To illustrate the concept of classification we will use the
Default data set. We are interested in predicting whether
an individual will default on his or her credit card payment, on the
basis of annual income and monthly credit card
balance for a subset of 10000 individuals.
library(ISLR2)
library(ggplot2)
## Warning: package 'ggplot2' was built under R version 4.3.1
# Load the data set "Default" from ISLR2 package
data(Default) # Load the data into the R Session
head(Default) # See the first six rows of the data
## default student balance income
## 1 No No 729.5265 44361.625
## 2 No Yes 817.1804 12106.135
## 3 No No 1073.5492 31767.139
## 4 No No 529.2506 35704.494
## 5 No No 785.6559 38463.496
## 6 No Yes 919.5885 7491.559
names(Default) # Check for variable names in the data
## [1] "default" "student" "balance" "income"
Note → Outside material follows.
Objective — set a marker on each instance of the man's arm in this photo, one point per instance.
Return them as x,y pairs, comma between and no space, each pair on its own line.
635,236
# Generate Grouped Scatter Plot
ggplot(Default, aes(x=balance, y=income, color=default)) +
geom_point() + scale_color_manual(values=c("cyan4", "coral2")) +
theme_minimal()
# Generate Simple Boxplot
par(mfrow=c(1,2)) # This creates a 1x2 grid in the plots window
colors = c("cyan4", "coral2")
attach(Default)
boxplot(balance ~ default,
data=Credit,
col=colors, ylab="Balance", xlab="Default Status")
boxplot(income ~ default,
data=Credit,
col=colors, ylab="Income", xlab="Default Status")
par(mfrow = c(1,1))
detach(Default)
fit <- glm(default ~ balance + income + student,
data = Default, family = binomial)
summary(fit)
##
## Call:
## glm(formula = default ~ balance + income + student, family = binomial,
## data = Default)
##
## Deviance Residuals:
## Min 1Q Median 3Q Max
## -2.4691 -0.1418 -0.0557 -0.0203 3.7383
##
## Coefficients:
## Estimate Std. Error z value Pr(>|z|)
## (Intercept) -1.087e+01 4.923e-01 -22.080 < 2e-16 ***
## balance 5.737e-03 2.319e-04 24.738 < 2e-16 ***
## income 3.033e-06 8.203e-06 0.370 0.71152
## studentYes -6.468e-01 2.363e-01 -2.738 0.00619 **
## ---
## Signif. codes: 0 '***' 0.001 '**' 0.01 '*' 0.05 '.' 0.1 ' ' 1
##
## (Dispersion parameter for binomial family taken to be 1)
##
## Null deviance: 2920.6 on 9999 degrees of freedom
## Residual deviance: 1571.5 on 9996 degrees of freedom
## AIC: 1579.5
##
## Number of Fisher Scoring iterations: 8
# Predict Customer Default using pred() function
class.prob <- predict(fit, type="response")
# Find the optimal cutoff using Recall, Precision, and F1 (the higher the better)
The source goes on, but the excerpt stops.